Drug distribution alone isn’t enough
By Unni Karunakara, physician and international president of Médecins Sans Frontières (MSF) (Originally published Jan. 31 in the Huffington Post UK online) Performing a spinal tap under field conditions is nerve-wracking. Sticking a needle into someone’s spine to extract spinal fluid is painful and risky and that’s just the doctor’s perspective. But it’s also something that our doctors have to do every day as part of routine tests for advanced-stage sleeping sickness. Try too, then, to imagine the experience from the patient’s side. When I was responsible for MSF’s sleeping sickness programs in Republic of Congo, even the prospect of the test was sometimes too much and people took to their heels rather than undergo the procedure. So we at MSF welcome the commitments made at a conference happening in London this week [Jan. 30] to attempt to eliminate this disease by 2020 along with the elimination or control of nine other so-called neglected diseases.
MSF treats sleeping sickness and several other of the life-threatening diseases under discussion in London, including Chagas disease and kala azar, and while we are glad that attention is being focused on them now, we are concerned that the conference is painting too simple a picture of how we can finally be rid once and for all of these diseases. Continued and expanded drug donations from the pharmaceutical industry will be part of the solution to address some diseases under discussion and alleviate a great deal of human suffering. But that strategy will not meet the challenges of treating other, more challenging diseases like Chagas, kala azar or sleeping sickness.
For these life-threatening diseases, drug distribution alone isn’t enough – we will need to invest strongly in national screening and treatment programs, as well as the development of new and better diagnostic tests and medicines. Regarding R&D, a 2011 survey reported a grand total of $20.2 million investment for research and development by the pharmaceutical industry for the neglected diseases under discussion at the conference. This may sound like a lot, but ‘big pharma’ generally claims to spend $1.3 billion developing a single drug.
Let’s return to the treatment of sleeping sickness for an example of the range of challenges that have to be overcome before we can begin to think of eliminating the disease: we have largely moved away today from the horrors of melarsoprol, an arsenic derivative injected into the patient and so caustic that it corrodes the plastic syringes. But even some of the improved drugs we now use can only be administered through a series of infusions that require specially trained staff usually in a hospital setting – a luxury in most places where sleeping sickness thrives.
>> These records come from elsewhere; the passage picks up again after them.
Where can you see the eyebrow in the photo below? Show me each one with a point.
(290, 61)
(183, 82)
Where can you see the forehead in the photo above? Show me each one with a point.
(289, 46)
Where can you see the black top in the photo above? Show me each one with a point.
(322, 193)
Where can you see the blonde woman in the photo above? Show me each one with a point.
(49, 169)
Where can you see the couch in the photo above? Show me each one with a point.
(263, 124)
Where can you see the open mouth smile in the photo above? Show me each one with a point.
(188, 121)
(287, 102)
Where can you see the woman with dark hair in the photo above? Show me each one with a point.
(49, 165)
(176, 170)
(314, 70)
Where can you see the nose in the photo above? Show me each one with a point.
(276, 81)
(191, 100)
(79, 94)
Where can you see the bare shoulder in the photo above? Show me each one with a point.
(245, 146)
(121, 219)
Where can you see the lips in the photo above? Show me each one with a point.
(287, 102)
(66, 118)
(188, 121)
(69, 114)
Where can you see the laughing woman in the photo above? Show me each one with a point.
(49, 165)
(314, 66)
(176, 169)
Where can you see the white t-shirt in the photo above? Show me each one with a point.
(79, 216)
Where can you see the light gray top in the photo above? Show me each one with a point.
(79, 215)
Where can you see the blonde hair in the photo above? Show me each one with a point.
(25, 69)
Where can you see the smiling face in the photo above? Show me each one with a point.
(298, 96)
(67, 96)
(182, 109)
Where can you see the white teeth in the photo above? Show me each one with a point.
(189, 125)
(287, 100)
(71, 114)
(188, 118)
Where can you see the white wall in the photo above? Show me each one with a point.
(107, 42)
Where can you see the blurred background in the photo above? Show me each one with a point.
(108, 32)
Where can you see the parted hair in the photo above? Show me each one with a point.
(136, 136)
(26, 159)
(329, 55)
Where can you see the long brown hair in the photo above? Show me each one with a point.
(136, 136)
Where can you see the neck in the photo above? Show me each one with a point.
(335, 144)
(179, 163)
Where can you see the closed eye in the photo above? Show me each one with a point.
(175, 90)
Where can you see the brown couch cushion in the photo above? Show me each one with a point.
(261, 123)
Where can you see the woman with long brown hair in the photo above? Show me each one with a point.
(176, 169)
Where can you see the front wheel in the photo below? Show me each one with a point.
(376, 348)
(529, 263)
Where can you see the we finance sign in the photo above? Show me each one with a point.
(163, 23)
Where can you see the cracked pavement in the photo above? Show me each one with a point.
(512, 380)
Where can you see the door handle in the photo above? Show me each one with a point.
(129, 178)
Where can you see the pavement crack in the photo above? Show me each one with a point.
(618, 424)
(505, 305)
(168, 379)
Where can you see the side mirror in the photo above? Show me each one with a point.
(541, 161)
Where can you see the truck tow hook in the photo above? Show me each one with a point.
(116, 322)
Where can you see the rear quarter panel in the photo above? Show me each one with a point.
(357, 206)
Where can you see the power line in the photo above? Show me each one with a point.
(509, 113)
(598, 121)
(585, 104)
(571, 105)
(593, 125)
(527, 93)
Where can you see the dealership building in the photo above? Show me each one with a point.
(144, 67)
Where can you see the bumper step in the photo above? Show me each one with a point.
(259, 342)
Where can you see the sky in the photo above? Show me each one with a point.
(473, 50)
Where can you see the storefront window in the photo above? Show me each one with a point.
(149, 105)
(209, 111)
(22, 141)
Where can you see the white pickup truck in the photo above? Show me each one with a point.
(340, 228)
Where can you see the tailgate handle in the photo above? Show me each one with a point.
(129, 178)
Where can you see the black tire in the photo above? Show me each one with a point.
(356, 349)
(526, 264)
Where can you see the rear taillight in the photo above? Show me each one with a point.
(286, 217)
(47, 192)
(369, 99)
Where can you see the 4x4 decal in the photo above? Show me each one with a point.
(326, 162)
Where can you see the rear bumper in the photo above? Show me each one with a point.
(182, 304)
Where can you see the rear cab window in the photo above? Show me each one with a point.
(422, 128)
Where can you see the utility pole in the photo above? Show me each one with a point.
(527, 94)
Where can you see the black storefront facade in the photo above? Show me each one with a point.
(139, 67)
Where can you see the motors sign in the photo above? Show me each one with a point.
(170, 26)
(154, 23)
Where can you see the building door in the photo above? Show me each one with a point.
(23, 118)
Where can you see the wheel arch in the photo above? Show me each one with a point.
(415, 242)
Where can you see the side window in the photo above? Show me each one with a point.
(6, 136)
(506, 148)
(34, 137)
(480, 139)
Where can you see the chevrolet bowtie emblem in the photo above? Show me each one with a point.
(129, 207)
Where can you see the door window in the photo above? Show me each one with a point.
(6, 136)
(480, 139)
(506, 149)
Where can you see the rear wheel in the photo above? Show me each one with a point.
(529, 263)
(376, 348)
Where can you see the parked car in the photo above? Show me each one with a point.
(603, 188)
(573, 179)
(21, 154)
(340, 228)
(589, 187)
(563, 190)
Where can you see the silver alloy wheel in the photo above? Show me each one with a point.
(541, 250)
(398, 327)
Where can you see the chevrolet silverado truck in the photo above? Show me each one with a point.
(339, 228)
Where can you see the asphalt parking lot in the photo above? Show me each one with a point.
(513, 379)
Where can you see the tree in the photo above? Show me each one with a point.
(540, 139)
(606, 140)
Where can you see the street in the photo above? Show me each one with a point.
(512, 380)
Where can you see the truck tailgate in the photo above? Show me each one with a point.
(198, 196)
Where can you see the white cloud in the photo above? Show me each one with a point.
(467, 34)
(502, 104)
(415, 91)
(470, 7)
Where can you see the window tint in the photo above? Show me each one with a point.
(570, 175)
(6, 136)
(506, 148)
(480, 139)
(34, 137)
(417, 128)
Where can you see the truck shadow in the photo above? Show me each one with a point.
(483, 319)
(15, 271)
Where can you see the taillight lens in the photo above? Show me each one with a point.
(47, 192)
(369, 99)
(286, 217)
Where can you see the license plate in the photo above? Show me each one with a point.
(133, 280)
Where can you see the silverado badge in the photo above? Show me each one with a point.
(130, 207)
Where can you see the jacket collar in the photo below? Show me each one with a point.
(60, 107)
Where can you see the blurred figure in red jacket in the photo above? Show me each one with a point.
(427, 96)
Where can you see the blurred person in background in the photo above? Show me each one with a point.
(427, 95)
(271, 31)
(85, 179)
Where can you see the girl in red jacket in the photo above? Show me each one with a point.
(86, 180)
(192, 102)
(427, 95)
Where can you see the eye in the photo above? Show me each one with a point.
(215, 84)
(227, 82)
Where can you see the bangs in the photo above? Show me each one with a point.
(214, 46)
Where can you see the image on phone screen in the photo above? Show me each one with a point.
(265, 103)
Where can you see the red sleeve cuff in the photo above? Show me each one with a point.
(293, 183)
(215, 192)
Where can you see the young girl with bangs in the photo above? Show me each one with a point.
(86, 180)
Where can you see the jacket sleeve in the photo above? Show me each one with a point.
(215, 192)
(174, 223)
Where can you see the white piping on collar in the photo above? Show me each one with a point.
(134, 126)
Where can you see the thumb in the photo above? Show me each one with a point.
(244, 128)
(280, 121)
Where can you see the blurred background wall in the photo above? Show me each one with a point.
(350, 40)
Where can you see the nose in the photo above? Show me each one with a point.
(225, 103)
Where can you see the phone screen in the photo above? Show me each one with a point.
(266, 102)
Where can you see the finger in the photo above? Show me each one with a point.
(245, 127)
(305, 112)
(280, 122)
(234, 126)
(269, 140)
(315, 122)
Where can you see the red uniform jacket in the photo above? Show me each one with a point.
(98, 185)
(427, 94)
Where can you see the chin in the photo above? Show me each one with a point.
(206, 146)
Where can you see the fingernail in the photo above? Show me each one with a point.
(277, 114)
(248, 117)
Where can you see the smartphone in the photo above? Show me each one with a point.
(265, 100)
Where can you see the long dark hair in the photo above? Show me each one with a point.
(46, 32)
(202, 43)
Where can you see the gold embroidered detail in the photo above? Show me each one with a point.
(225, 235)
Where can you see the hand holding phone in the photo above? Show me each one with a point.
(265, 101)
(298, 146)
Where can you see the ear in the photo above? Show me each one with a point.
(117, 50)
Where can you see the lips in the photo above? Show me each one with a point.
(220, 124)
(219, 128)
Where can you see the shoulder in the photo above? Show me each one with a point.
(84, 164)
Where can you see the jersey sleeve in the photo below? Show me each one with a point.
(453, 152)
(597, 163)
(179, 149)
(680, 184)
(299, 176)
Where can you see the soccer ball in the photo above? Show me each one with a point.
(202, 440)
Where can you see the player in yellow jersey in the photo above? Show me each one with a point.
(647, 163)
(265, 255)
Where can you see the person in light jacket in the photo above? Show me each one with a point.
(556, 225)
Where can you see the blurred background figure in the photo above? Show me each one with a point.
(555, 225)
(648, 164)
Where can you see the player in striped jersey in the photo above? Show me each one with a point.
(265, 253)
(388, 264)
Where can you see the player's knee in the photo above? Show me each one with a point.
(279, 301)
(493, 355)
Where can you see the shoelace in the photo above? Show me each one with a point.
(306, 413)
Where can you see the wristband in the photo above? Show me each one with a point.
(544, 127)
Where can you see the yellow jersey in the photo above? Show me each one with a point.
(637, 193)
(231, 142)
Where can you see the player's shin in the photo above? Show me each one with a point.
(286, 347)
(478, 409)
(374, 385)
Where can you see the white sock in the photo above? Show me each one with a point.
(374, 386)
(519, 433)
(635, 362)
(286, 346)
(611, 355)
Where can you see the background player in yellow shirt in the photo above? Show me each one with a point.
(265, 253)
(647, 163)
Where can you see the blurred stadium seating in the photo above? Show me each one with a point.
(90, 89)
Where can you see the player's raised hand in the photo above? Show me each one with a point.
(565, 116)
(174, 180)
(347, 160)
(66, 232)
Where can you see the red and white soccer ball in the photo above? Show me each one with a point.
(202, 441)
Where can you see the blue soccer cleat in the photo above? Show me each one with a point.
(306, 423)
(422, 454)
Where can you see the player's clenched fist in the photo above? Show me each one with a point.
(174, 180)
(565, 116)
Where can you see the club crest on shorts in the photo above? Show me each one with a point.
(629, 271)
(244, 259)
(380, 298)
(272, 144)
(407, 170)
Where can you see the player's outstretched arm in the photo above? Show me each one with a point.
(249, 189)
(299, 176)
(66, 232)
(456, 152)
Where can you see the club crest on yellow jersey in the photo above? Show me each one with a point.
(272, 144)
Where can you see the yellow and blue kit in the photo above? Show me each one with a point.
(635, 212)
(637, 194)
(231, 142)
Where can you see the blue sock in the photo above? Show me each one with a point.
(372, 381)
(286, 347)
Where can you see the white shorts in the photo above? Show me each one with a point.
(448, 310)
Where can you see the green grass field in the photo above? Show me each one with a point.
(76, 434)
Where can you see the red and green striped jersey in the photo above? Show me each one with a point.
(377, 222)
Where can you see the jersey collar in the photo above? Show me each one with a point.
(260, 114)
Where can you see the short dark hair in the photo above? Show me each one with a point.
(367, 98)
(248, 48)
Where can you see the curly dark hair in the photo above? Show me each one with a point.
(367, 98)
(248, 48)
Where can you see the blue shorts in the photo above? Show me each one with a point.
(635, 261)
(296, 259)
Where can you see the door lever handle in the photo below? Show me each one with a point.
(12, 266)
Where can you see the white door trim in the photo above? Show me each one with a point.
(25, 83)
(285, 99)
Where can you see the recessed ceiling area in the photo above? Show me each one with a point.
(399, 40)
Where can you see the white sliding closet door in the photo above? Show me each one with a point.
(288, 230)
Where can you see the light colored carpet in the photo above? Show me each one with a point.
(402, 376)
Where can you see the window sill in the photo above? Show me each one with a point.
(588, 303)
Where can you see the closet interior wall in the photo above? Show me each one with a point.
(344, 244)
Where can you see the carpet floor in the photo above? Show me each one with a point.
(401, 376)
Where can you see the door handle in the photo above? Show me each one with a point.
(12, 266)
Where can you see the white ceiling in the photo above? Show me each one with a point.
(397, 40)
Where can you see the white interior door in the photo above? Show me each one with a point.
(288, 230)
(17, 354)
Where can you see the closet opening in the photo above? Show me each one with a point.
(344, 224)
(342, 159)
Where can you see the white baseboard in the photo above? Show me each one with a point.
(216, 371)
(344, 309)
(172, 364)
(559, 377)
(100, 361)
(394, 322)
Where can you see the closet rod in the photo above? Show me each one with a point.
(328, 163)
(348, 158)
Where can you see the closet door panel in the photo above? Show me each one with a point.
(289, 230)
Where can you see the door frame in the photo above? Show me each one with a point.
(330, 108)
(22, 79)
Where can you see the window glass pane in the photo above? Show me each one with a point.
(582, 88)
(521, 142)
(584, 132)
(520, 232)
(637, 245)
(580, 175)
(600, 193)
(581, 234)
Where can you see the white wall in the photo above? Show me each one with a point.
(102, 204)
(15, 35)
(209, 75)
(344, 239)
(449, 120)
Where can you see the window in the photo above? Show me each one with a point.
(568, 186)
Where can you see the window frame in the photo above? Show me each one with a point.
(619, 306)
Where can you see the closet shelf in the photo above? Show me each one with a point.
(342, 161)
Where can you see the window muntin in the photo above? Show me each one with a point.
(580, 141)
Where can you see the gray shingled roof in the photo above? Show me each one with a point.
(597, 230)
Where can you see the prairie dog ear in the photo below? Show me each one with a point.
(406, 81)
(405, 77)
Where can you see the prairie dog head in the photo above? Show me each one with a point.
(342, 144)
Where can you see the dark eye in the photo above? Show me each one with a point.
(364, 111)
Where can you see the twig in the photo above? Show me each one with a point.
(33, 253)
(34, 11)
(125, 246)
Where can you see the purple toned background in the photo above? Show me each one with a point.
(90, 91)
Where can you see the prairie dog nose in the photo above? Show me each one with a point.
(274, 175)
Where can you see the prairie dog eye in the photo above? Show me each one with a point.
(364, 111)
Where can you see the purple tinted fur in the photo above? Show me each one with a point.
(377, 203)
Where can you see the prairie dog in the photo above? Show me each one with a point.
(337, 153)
To make a significant leap forward in treating this disease, patients need a medicine that can be taken orally and handed out at a simple community health post. The good news is that there are currently two promising drugs in development that could – eventually – deliver what we need, from the innovative partnership, Drugs for Neglected Diseases initiative (DNDi) – supported consistently by, among others, the British government. New diagnostic tests and drugs will help but in their absence, the only realistic option for treating sleeping sickness today is to rely on specialized mobile medical teams that travel to affected areas to test and treat, as most patients with the disease are located in remote areas in fragile states such as Democratic Republic of Congo (DRC), Central African Republic and South Sudan. Even in these difficult contexts and with limited funding, mobile teams have done a great job. There were fewer than 7,200 confirmed cases recorded in 2010 as the numbers continue to decline. But treatment programs are now in jeopardy; Belgium, the main donor for DRC’s sleeping sickness program, has announced that it will be withdrawing its support in 2013. Screening activities also remain dangerously underfunded – there are probably three times as many cases of the disease than are actually reported. Past experience tells us that without adequate screening and treatment programs, we could see the number of cases skyrocket once more.
So if we are serious about eliminating this disease, we need properly funded treatment programs that include screening and surveillance, continued support for innovative partnerships such as DNDi to deliver newer and better drugs and diagnostics, better policies to develop affordable medicines for patients in poor countries, and public authorities need to step up and take the lead on developing and maintaining these programs. But unless people wake up to the need to commit to a broader range of challenges than those now before the conference, we won’t finally see the end of these diseases for a while yet and sleeping sickness, Chagas and kala azar will continue to debilitate thousands.